Yellows and browns predominated in this unique dental mosaic. The other, less frequent hues, offered lively and attractive notes. The dove, fashioned of superb white teeth, was poised in rapid and graceful motion; the grizzled soldier’s gear was composed of skillfully arranged tooth-roots taking the form not only of a red feather adorning a hat crumpled near the book, but also of a large crimson cloak (fastened by a copper buckle ingeniously suggested by gold-caped teeth); a complex amalgamation of blue teeth had been deployed for the soldier’s azure breeches, tucked into large boots made of black teeth; the boots’ soles — very visible — included both nut-brown teeth and silver fillings… which represented regularly spaced hobnails.

At the moment, the demoiselle was hovering motionlessly over the soldier’s left boot.

Scattered around the borders of the tooth-painting were incoherent mounds of teeth that hadn’t yet been pounded into place. Around what one perceived to be the artwork’s outer limits — which is to say, where the concentration of teeth was the sketchiest — a thin cord strung neatly between stakes a few centimeters high defined the zone beyond which observers ought not to trespass. We’d all lined up at this polygonal barrier.

Without warning, the paving-device leaped into the air of its own accord and, propelled by a gentle breeze, alit — after making its slow, straight way across a distance of some fifteen to twenty feet — upon a smoker’s tooth stained browned by tobacco.

Beckoning us forward as he stepped across the cord, Canterel led the way across the verge of grass and approached the aerial device. Following him, we took extreme care not to disturb the scattered piles of teeth, for despite their apparent disorder we intuited that their positioning was the result of in-depth analysis.

As we neared the demoiselle, which shone in the shun, we could hear the ticking sounds it was emitting.

Without bothering to ask us if we had any pressing questions, Canterel drew our attention to the device’s various components.

At the very top of the aerostat, left exposed by the netting that circled it like a collar around a neck, an automatic aluminum valve with a circular shutter opening was situated next to a small chronometer, the dial of which was visible to us.

Beneath the balloon, suspended from the vertical cords that made up the lower part of the netting (which was fashioned of fine, lightweight red silk), and which were threaded through holes drilled in its shallow, flat rim, was a round aluminum tray acting as the device’s nacelle — which contained a yellow-ochre substance spread in a thin layer across its horizontal surface. The nacelle resembled an upside-down lid.

Via a rivet through its center, the underside of this tray was fixed to the top of a vertical aluminum post of a narrow cylindrical shape — the paver’s central mechanism.
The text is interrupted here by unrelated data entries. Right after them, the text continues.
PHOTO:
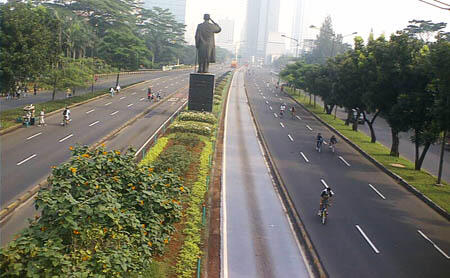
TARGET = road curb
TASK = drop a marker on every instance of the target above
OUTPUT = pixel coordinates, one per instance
(18, 126)
(303, 236)
(4, 213)
(394, 176)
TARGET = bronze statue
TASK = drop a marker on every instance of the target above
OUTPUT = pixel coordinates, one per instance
(204, 42)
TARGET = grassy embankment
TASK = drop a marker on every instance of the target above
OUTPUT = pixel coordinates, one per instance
(421, 180)
(191, 137)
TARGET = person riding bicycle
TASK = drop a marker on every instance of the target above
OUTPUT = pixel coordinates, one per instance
(319, 141)
(325, 198)
(293, 111)
(66, 114)
(333, 140)
(282, 109)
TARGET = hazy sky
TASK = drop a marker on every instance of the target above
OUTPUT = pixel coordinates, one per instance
(348, 16)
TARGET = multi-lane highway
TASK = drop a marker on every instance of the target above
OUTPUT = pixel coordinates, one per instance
(376, 228)
(28, 153)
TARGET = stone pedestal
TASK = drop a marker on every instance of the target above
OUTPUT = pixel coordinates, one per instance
(201, 92)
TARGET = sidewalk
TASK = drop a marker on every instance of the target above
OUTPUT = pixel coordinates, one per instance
(257, 239)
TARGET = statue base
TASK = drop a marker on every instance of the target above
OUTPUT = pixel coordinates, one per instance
(201, 92)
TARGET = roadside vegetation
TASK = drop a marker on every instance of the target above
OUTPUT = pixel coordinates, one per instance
(105, 215)
(404, 78)
(421, 180)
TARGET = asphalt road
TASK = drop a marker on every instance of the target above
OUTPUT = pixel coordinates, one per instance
(376, 228)
(103, 83)
(257, 240)
(406, 147)
(28, 153)
(135, 135)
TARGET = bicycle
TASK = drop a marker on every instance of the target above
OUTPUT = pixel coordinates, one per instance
(324, 211)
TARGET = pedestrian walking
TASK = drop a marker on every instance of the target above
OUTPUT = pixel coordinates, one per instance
(41, 118)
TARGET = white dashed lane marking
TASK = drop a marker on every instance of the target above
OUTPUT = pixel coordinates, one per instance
(304, 157)
(32, 136)
(367, 239)
(94, 123)
(65, 138)
(378, 192)
(26, 159)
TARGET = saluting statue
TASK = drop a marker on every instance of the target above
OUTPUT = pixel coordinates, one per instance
(204, 42)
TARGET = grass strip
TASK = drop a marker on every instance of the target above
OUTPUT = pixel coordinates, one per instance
(421, 180)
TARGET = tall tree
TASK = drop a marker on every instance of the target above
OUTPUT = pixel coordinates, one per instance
(27, 39)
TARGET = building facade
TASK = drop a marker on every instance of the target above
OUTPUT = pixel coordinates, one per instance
(177, 7)
(262, 19)
(225, 38)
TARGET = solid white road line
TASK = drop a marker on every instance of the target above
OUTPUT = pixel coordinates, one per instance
(378, 192)
(343, 160)
(65, 138)
(26, 159)
(434, 245)
(367, 239)
(304, 157)
(94, 123)
(32, 136)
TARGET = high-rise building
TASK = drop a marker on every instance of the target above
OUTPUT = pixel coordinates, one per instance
(262, 19)
(176, 7)
(297, 25)
(225, 38)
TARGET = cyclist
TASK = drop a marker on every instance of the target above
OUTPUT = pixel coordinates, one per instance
(319, 141)
(325, 198)
(66, 116)
(293, 112)
(282, 109)
(333, 142)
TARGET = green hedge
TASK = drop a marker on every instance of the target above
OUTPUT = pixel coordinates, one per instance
(190, 252)
(192, 127)
(204, 117)
(102, 216)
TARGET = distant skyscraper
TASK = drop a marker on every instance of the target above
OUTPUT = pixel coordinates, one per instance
(262, 19)
(297, 25)
(226, 37)
(177, 7)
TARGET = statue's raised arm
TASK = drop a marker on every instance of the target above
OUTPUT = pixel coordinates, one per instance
(205, 44)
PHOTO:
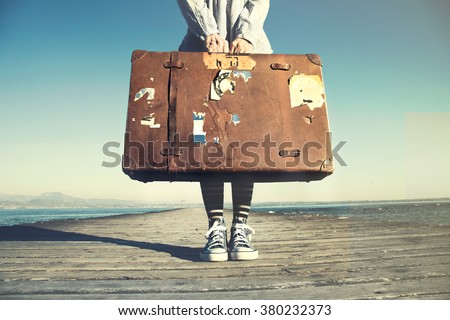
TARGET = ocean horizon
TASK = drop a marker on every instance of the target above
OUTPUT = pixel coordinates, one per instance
(424, 211)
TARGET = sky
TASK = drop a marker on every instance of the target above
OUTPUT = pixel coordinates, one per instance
(64, 80)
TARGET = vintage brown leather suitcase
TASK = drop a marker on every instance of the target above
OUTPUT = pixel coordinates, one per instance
(194, 115)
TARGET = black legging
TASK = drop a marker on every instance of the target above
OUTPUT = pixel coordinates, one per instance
(212, 192)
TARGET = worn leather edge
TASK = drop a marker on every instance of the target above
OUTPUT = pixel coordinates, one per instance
(314, 58)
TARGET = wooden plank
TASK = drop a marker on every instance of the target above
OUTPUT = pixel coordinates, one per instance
(147, 257)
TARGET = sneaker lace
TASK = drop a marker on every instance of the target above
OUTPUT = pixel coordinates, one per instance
(216, 235)
(242, 235)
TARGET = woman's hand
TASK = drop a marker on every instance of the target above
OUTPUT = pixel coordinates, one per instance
(240, 45)
(215, 43)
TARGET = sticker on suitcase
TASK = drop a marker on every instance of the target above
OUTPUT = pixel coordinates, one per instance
(306, 90)
(141, 93)
(150, 121)
(199, 121)
(222, 84)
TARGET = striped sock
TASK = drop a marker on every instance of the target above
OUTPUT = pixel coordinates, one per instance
(212, 193)
(242, 192)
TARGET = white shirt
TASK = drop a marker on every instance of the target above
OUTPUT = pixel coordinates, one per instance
(229, 18)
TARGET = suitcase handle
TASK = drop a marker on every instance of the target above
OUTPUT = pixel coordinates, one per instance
(289, 153)
(280, 66)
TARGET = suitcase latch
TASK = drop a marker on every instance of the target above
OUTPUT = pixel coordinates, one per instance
(280, 66)
(172, 64)
(171, 152)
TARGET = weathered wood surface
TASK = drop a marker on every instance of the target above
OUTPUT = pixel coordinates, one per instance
(155, 256)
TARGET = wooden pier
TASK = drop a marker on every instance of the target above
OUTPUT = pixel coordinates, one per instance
(156, 256)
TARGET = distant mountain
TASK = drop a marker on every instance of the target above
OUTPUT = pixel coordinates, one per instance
(60, 200)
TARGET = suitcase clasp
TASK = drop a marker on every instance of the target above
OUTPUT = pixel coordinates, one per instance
(172, 64)
(171, 152)
(280, 66)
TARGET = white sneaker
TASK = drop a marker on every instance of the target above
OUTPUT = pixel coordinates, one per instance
(216, 247)
(239, 247)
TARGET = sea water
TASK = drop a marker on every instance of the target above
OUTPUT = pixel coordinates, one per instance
(9, 217)
(426, 212)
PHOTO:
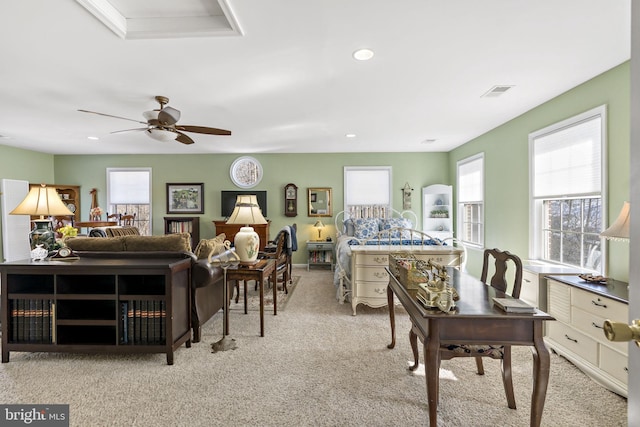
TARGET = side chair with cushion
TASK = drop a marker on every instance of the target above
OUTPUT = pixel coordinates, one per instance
(127, 220)
(501, 262)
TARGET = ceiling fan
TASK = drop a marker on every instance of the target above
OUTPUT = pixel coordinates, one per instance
(162, 124)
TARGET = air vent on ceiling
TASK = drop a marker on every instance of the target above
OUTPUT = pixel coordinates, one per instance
(496, 91)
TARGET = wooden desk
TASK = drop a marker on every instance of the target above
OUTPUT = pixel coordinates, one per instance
(258, 271)
(230, 231)
(476, 321)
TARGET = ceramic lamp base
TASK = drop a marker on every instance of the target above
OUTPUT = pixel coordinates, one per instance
(247, 243)
(42, 235)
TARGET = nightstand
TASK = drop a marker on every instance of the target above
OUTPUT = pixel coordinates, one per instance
(319, 252)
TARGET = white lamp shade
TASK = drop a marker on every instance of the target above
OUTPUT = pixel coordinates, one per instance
(247, 211)
(43, 201)
(619, 230)
(247, 241)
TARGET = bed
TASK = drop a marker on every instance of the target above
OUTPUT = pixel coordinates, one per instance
(365, 241)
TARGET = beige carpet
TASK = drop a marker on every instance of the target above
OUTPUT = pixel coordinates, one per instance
(316, 366)
(253, 296)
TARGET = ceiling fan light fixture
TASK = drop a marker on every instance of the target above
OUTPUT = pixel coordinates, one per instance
(162, 134)
(151, 115)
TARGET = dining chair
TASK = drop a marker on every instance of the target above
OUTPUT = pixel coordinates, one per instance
(127, 220)
(497, 262)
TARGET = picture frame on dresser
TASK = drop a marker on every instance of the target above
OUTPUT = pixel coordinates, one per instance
(185, 198)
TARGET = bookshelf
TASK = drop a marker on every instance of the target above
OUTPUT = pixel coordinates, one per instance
(183, 224)
(94, 305)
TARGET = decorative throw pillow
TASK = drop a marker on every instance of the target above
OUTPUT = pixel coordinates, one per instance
(389, 223)
(205, 246)
(349, 227)
(366, 228)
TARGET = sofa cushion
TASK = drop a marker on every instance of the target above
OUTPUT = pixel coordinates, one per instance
(108, 244)
(205, 246)
(179, 242)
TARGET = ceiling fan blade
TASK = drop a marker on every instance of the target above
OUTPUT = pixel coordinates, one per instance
(203, 129)
(168, 116)
(184, 138)
(111, 115)
(129, 130)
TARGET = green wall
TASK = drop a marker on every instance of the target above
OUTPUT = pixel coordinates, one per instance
(507, 164)
(506, 172)
(24, 165)
(304, 170)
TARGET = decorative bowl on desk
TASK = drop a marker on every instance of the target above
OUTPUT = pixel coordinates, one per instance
(593, 279)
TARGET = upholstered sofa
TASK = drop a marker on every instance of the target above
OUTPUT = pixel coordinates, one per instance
(207, 281)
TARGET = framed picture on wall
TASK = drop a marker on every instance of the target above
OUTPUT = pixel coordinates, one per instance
(185, 198)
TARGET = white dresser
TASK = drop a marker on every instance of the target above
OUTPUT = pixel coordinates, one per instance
(580, 309)
(368, 275)
(534, 283)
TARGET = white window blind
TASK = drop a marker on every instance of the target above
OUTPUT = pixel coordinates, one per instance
(471, 180)
(367, 185)
(568, 161)
(128, 186)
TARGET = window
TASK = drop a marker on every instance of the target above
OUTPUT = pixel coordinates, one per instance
(567, 185)
(129, 192)
(367, 191)
(470, 177)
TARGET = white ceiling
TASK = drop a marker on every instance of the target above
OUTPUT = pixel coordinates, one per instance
(286, 81)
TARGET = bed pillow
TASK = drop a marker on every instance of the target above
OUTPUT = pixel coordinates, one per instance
(349, 227)
(366, 228)
(390, 223)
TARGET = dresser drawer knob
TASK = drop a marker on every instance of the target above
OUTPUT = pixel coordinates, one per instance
(570, 339)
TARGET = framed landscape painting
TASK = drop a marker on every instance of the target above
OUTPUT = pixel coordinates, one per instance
(185, 198)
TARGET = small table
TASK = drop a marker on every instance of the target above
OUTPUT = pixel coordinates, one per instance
(259, 272)
(475, 321)
(319, 252)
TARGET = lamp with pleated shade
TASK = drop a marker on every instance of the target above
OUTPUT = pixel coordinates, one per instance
(43, 201)
(247, 242)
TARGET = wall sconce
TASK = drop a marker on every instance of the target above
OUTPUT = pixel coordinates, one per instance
(319, 225)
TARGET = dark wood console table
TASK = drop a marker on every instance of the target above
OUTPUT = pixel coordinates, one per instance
(230, 231)
(93, 305)
(475, 321)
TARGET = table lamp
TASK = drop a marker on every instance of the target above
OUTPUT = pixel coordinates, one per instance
(43, 201)
(247, 242)
(319, 225)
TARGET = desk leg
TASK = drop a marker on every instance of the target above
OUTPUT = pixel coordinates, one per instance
(261, 307)
(541, 367)
(432, 370)
(274, 279)
(392, 316)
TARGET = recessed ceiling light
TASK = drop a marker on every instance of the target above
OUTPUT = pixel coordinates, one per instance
(363, 54)
(496, 91)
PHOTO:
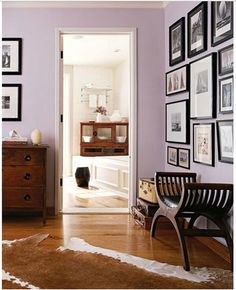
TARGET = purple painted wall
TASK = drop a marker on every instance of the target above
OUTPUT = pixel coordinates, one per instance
(37, 29)
(222, 172)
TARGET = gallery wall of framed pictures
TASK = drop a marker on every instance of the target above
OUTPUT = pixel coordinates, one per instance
(11, 66)
(203, 79)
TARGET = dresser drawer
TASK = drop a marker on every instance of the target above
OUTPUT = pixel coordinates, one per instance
(23, 197)
(22, 176)
(14, 156)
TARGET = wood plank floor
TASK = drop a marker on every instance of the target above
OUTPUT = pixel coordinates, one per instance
(117, 232)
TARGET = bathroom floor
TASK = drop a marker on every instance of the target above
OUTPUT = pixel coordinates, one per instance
(91, 197)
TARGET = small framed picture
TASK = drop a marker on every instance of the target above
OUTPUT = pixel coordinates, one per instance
(11, 56)
(177, 81)
(226, 60)
(225, 141)
(172, 156)
(203, 143)
(226, 89)
(177, 42)
(197, 29)
(203, 87)
(221, 21)
(177, 122)
(184, 158)
(11, 102)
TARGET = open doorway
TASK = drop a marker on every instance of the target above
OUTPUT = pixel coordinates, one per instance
(96, 73)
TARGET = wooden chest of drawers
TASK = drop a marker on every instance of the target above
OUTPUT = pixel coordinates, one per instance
(24, 178)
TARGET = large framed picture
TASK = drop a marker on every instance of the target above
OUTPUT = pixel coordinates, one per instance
(177, 81)
(184, 158)
(203, 87)
(172, 155)
(225, 141)
(226, 89)
(221, 21)
(177, 42)
(226, 60)
(197, 29)
(11, 102)
(177, 122)
(203, 143)
(11, 56)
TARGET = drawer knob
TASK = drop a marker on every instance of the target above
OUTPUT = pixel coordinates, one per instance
(27, 157)
(27, 176)
(27, 197)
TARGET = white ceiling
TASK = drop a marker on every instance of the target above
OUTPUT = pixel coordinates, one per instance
(95, 50)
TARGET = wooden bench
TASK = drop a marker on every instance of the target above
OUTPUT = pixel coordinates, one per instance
(179, 196)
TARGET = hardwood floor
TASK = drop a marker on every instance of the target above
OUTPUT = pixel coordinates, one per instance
(117, 232)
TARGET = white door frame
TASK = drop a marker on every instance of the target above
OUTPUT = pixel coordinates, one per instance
(132, 110)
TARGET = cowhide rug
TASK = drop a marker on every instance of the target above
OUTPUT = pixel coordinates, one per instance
(82, 266)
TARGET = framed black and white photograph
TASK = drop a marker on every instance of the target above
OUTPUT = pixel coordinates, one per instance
(11, 102)
(225, 141)
(11, 56)
(203, 87)
(172, 155)
(226, 93)
(197, 29)
(221, 21)
(226, 60)
(177, 81)
(177, 122)
(184, 158)
(177, 42)
(203, 143)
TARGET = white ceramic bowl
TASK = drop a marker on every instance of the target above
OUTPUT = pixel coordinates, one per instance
(120, 139)
(87, 138)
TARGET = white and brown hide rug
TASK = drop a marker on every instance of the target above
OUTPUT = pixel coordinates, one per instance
(82, 266)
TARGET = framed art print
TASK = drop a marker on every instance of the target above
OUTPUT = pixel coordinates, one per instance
(172, 155)
(226, 93)
(225, 141)
(203, 143)
(11, 102)
(226, 60)
(177, 122)
(177, 81)
(221, 21)
(184, 158)
(11, 56)
(197, 29)
(177, 42)
(203, 87)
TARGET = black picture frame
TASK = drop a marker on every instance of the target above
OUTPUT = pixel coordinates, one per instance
(184, 158)
(203, 87)
(221, 21)
(225, 142)
(177, 42)
(177, 122)
(226, 95)
(226, 60)
(11, 56)
(172, 155)
(11, 102)
(177, 80)
(204, 143)
(197, 29)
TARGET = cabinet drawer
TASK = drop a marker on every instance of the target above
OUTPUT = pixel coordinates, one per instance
(22, 176)
(14, 156)
(22, 197)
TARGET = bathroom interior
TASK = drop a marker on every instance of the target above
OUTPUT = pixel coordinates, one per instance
(96, 91)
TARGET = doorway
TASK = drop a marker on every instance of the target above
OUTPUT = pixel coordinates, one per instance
(91, 81)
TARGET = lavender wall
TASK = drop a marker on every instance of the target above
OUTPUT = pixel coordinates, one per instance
(222, 172)
(37, 29)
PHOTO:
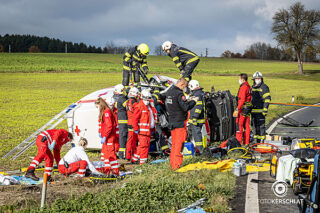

Also fashioned of aluminum was a long rod fixed to one side of the post’s upper region; it rose obliquely towards the sky, past the circular tray, before branching out in three directions. At the end of each of these branches was a fairly large chronometer, back-to-back with a round mirror of the same circumference; whereas the three chronometer dials faced away from one another in diverging directions, the three silvered-glass mirrors were oriented more or less towards one another, though one looked west, another south, and the third east. At the moment, the first mirror was reflecting the sun onto the second mirror, which reflected the rays in turn toward the balloon’s nacelle. (The third did not seem to play a role.) Each mirror was attached to its chronometer by four finely toothed horizontal rods, fixed respectively at the top, bottom, right, and left of the mirror-back’s rim; these rods, in all three cases, passed through the chronometer and projected from its far side, on the peripheral edge of its dial, at a diameter a little smaller than the clockwork movement.

The rods, set in motion by hidden cogwheels linked to each chronometer’s mechanism, were capable of angling the mirrors — via a wide variety of micro-motions — in every possible direction; at the tip of each rod was a small metal ball, two-thirds of which was swallowed up by a hollow semi-sphere attached to the back of the mirror in question; this means of attaching rod to mirror made it simple for the reflecting disc to be shifted into the most diverse possible directions.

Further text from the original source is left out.